Somos responsables por los demás. Me acompañaba mi hija en esta situación, por lo tanto, el nivel de sensibilidad que tenía era mucho mayor. No era únicamente buscar estar a salvo, sino, prioritariamente, ponerla a ella a buen recaudo. Llegué a considerar la posibilidad de que haya la necesidad de escoger en caso de que las alternativas así lo establezcan. No era ningún acto de heroísmo, sino de coherencia y, sobre todo, amor filial.

— Autocontrol. En las situaciones críticas las emociones se desbordan. Los cuestionamientos e incluso la autocrítica es una amenaza real que puede obstruir la capacidad de ver las cosas y tomar mejores decisiones. Es natural sentir que uno va a explotar y que necesita desahogarse. Pero, así como yo no lo podía hacer, porque eso hubiera afectado a mi hija, una persona que está al frente de un equipo debe ser extremadamente cuidadosa porque siempre está siendo observada. Y si los demás perciben que tiene inestabilidad emocional, será muy difícil alinearlos y comprometerlos para que no pierdan la calma y sigan esforzándose. La inteligencia emocional es simplemente la capacidad de manejar inteligentemente las emociones.

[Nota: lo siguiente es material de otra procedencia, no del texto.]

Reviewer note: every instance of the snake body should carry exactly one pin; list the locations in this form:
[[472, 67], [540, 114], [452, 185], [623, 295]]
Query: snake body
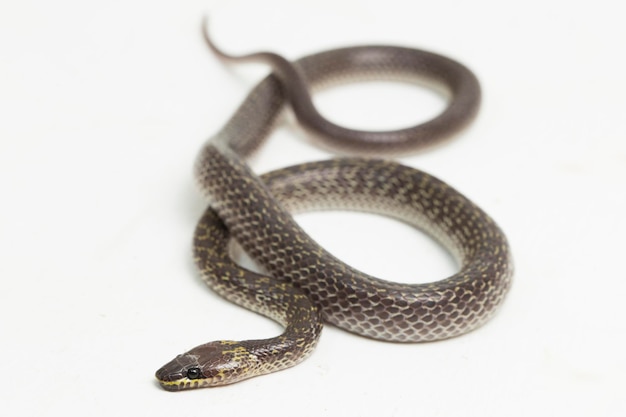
[[305, 285]]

— Siempre llevarse lo mejor. A pesar de estos momentos inesperados y extremos, he decidido llevarme los mejores recuerdos de un país maravilloso como Israel, lleno de historia y momentos inolvidables. Creo que es una buena estrategia para aplicar en las distintas experiencias de la vida, que suelen combinar momentos dulces y amargos. Al final, cada quien decide qué recuerdo lo va a acompañar por el resto de su vida y lo mejor es buscar que los momentos más gratos estén adheridos a nuestra memoria. Me robo el pensamiento de García Márquez: “la vida no es cómo la vivimos, sino cómo la recordamos”.

Considero que son las principales reflexiones que he podido recoger de una situación improbable o, como se conoce en el mundo empresarial, de un “cisne negro”, que terminó ocurriendo y me dejó estas lecciones que perdurarán en el tiempo y que espero me orienten hacia el futuro.

EL AUTOR

Roberto Estrada Vallejo es máster en Dirección de Empresas por el IDE Business School e ingeniero comercial por la Universidad Católica de Santiago de Guayaquil. Ha recibido entrenamiento especializado en el área de Recursos Humanos en Argentina, Brasil, Colombia, Chile, México, Perú, Venezuela y Estados Unidos. Actualmente es director y profesor del área académica de Dirección de Personas en el IDE Business School y socio de Consultoría en Deloitte, responsable a nivel nacional del área de Human Capital Advisory Services.